Comment l'idée d'Unpresidential! est-elle venue?

On pensait à la politique, au populisme, au désintérêt que beaucoup de gens lui portent désormais. On a réfléchi à un événement, et la campagne présidentielle américaine s'est naturellement imposée.

Et en imaginant Joe Biden et Donald Trump, on a bien sûr immédiatement pensé à un duel, et donc, à un jeu de baston. On voulait reprendre les codes du genre, inspirés par Soul Calibur ou Street Fighter notamment –la barre de vie, qui devient une barre de vote, la présentation des protagonistes, les coups spéciaux.

Que souhaitiez-vous raconter?

Là encore, l'idée était de trouver comment intéresser le public à quelque chose dont il peut s'être éloigné. Le programme de Biden, par exemple, les travers de Trump; les gens n'ont pas tous accès à ces informations, et les regrouper sous cette forme de jeu en 3D leur donne une autre vie.

Le jeu est très éditorialisé. Il y a 90 punchlines qui ont été rédigées par Raphaël Malkin, le correspondant US de Society, qui a aussi travaillé sur les coups spéciaux.

Ce n'est pas une thèse politique, évidemment, mais il y a du fond. Le jeu est assez clairement anti-Trump, le personnage est visuellement caricatural, ses coups spéciaux comme ceux de Joe Biden le ridiculisent.

Les joueurs comme les non-joueurs trouvent ça marrant, tout le monde peut y trouver son compte, et il y a dans les punchlines certaines subtilités politiques qui font même marrer les érudits du New York Times.

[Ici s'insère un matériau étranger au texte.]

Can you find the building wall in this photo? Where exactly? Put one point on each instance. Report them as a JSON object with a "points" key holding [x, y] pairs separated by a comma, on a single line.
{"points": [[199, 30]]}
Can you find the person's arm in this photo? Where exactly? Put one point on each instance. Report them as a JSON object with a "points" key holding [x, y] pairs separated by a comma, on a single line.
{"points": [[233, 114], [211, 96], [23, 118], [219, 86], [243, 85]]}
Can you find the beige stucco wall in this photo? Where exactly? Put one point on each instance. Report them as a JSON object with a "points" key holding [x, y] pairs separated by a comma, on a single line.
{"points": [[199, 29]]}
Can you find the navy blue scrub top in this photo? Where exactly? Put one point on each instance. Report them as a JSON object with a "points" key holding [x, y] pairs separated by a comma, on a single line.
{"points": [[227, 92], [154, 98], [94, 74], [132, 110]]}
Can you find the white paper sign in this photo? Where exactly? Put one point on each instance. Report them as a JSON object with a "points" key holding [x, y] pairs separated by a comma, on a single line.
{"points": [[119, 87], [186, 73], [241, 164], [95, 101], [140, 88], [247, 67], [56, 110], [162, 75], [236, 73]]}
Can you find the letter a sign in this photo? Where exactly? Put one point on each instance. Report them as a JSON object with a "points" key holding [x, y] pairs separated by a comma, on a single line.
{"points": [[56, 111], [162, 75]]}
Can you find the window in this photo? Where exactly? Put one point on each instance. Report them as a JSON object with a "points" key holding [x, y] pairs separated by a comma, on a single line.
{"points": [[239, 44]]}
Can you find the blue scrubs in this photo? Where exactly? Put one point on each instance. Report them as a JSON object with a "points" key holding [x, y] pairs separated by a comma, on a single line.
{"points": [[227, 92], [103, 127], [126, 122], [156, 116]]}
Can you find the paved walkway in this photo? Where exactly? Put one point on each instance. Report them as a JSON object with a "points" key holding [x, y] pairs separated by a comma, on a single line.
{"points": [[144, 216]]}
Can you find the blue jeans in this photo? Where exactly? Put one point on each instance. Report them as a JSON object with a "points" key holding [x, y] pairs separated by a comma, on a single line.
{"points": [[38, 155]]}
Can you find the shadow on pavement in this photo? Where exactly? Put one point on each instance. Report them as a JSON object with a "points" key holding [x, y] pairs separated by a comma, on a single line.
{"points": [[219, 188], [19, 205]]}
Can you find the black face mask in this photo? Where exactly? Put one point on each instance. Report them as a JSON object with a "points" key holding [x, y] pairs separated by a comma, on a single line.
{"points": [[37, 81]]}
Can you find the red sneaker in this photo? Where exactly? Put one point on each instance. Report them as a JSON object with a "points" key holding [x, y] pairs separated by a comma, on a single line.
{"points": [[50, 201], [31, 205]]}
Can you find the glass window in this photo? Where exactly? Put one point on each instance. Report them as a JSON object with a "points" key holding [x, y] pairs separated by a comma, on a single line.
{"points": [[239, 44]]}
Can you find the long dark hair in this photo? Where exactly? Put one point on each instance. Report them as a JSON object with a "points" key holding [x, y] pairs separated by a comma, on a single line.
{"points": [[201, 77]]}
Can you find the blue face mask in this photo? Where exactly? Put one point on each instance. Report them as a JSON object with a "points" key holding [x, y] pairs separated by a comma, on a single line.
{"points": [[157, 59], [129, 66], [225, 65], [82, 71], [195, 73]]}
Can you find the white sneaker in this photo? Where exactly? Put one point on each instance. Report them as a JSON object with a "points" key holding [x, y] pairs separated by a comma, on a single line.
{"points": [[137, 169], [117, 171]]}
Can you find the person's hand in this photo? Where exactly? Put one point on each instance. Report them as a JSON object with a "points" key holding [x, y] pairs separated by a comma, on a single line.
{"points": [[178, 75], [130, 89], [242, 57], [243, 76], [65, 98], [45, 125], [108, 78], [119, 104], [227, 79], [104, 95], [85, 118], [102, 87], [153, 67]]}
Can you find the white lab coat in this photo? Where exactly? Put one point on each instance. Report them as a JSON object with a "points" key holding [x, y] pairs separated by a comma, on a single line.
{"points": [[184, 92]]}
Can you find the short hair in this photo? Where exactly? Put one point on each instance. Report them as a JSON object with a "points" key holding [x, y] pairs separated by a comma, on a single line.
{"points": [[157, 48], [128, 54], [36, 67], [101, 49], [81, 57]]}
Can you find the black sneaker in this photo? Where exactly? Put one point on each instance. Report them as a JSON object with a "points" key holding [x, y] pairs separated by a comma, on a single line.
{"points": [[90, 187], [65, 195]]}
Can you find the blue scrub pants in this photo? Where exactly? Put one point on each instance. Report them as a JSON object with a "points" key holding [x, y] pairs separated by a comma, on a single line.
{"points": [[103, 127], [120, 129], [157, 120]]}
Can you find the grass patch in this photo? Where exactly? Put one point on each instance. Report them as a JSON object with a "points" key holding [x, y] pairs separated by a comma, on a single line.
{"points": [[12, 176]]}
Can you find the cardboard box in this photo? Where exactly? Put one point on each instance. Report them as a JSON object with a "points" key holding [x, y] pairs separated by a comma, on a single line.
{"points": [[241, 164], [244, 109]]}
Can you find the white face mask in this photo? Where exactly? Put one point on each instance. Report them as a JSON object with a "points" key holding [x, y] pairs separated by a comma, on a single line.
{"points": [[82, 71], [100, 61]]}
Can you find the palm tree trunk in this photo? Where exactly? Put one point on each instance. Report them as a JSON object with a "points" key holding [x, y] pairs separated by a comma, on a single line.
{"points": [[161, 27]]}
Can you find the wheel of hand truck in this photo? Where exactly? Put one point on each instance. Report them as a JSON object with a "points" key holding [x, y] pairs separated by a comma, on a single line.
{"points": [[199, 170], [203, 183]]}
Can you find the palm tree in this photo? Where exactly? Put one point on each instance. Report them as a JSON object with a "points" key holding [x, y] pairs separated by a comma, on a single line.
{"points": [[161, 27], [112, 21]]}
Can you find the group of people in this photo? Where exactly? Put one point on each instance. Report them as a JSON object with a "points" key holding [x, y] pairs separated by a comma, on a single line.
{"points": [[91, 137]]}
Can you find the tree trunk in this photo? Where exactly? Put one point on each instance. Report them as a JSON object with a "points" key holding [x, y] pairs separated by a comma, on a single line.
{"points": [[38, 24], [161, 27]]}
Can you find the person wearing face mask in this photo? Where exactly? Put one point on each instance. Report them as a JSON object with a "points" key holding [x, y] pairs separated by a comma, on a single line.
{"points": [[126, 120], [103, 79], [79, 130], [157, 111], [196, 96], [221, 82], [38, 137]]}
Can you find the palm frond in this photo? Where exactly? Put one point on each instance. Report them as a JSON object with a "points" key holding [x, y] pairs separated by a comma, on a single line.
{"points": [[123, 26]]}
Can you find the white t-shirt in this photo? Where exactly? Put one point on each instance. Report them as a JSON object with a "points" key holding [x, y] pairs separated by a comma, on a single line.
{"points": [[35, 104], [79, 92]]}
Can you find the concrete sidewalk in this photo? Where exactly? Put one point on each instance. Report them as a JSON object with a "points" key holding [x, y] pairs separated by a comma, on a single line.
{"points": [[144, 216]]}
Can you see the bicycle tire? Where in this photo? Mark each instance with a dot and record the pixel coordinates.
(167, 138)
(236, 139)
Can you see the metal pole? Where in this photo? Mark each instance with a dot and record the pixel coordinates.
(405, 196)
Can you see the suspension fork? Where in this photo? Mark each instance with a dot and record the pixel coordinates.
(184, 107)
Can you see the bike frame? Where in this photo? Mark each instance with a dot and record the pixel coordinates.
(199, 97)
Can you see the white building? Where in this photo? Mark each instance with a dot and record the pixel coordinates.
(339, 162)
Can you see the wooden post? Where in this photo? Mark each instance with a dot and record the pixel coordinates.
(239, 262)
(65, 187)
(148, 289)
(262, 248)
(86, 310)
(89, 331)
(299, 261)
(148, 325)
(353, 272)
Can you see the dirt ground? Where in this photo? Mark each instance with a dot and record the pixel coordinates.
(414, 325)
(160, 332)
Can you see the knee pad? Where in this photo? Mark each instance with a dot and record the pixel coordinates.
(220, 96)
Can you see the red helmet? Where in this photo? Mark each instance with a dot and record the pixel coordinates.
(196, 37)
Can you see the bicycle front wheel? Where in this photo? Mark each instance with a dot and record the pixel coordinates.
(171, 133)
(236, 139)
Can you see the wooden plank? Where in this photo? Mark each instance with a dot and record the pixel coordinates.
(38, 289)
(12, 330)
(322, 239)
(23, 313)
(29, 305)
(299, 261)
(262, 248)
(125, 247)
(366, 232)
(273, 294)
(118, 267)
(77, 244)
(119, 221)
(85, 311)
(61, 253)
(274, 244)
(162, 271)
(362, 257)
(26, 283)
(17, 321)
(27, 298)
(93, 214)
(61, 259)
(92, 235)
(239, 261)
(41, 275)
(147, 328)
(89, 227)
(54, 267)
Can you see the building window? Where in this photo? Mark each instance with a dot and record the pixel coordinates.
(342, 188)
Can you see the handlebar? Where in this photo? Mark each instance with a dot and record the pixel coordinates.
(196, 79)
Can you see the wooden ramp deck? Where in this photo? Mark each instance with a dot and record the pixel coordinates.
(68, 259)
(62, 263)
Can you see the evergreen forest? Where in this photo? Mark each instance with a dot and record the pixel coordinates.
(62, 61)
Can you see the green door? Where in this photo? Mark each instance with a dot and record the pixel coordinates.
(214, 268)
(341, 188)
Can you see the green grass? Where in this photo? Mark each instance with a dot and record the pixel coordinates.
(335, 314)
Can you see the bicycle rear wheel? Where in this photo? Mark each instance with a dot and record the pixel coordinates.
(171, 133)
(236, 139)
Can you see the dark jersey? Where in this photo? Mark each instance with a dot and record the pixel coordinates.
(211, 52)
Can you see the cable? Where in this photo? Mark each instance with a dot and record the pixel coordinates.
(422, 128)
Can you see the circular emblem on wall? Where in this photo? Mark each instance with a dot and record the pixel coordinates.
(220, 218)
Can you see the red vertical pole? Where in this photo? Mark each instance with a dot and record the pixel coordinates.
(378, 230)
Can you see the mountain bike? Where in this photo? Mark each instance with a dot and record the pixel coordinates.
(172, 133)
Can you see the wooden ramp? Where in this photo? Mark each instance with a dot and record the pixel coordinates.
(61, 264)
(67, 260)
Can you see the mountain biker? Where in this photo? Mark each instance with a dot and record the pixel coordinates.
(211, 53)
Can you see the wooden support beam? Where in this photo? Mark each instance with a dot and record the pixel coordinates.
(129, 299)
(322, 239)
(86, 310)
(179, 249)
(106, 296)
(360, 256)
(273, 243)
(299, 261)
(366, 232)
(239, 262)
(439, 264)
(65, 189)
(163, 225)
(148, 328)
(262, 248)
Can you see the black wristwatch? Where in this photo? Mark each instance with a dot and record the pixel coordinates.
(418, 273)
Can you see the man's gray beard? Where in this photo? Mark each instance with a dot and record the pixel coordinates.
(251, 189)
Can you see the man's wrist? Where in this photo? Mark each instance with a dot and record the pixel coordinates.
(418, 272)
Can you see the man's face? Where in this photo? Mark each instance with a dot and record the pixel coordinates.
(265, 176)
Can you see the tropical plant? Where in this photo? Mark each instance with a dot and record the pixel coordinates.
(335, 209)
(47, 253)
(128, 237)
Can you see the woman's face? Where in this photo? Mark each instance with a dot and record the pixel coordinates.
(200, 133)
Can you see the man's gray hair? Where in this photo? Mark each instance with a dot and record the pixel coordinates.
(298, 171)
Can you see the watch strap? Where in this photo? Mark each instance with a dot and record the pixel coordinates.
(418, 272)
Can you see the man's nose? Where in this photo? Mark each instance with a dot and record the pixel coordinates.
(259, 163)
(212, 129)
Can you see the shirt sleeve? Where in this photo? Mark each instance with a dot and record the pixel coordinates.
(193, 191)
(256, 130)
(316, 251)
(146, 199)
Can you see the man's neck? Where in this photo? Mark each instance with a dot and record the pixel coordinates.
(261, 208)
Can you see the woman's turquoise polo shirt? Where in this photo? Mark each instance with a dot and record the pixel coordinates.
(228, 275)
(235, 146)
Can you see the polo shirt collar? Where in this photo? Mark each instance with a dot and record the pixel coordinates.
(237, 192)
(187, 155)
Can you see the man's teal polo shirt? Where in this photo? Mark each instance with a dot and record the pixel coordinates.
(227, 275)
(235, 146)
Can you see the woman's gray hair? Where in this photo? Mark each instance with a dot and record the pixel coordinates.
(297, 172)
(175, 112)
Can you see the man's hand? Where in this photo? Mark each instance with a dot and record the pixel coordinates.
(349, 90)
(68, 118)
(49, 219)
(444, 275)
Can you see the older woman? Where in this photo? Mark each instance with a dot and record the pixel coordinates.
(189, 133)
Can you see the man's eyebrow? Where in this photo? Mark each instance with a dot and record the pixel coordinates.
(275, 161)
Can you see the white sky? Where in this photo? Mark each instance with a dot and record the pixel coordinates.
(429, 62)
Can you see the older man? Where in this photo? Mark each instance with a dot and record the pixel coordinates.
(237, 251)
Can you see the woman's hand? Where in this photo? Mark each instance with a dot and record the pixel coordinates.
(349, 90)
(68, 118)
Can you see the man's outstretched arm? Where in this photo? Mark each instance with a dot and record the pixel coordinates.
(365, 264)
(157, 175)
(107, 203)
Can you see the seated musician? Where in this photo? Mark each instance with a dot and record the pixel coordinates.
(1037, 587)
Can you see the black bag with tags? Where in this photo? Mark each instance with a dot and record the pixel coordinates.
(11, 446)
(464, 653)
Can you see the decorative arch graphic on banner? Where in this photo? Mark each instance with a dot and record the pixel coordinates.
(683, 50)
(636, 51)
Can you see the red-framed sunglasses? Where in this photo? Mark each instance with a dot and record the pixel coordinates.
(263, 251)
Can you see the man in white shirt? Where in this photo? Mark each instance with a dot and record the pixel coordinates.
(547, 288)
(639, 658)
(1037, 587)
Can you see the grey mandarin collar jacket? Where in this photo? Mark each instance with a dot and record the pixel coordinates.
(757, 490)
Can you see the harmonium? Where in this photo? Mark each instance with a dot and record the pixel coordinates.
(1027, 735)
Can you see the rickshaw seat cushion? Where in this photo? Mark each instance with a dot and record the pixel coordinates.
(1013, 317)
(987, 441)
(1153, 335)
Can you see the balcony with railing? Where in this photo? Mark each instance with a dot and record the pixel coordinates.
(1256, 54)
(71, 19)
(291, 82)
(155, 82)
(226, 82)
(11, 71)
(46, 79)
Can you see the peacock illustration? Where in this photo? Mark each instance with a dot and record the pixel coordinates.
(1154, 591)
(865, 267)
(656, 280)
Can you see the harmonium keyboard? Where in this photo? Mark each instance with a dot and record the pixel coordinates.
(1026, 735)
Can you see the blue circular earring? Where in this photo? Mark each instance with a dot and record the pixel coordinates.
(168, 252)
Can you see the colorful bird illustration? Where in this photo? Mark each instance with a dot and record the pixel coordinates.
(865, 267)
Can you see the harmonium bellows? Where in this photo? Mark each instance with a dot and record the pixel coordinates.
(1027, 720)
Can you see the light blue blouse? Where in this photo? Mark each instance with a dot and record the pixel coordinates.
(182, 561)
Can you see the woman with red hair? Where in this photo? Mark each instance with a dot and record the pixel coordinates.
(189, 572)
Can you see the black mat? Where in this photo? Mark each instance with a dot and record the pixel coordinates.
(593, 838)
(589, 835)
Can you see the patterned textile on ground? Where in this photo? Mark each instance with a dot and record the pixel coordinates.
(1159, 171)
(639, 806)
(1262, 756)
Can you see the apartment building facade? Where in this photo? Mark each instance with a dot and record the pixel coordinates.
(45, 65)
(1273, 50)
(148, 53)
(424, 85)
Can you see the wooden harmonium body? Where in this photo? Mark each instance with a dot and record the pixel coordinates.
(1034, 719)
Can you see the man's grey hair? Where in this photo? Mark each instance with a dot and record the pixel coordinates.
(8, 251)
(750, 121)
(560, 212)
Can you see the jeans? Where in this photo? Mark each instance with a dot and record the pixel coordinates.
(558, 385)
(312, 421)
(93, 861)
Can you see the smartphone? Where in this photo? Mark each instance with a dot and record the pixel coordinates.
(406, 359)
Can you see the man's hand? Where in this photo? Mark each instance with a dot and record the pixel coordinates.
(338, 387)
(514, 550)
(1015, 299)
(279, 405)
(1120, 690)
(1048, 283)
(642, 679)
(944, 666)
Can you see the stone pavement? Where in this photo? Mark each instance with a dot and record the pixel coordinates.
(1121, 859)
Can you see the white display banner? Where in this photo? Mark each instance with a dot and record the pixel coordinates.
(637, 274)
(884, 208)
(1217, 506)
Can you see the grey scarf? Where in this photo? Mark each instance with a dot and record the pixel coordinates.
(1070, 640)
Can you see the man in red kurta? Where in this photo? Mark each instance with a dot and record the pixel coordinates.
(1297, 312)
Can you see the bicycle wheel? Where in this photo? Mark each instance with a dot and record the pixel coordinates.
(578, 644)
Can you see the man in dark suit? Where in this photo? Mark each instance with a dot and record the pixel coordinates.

Le simple fait de parler du coronavirus, de la manière dont Trump a traité la chose, le fait que ça devienne un coup spécial un peu vicieux, je trouve ça plutôt cool.

Mais, c'est tout l'enjeu, il y a quelque chose derrière la parodie, il y a un message politique. On continuera peut-être à développer le jeu, en ajoutant des personnages, des histoires, des coups spéciaux et des punchlines si l'actualité le nécessite.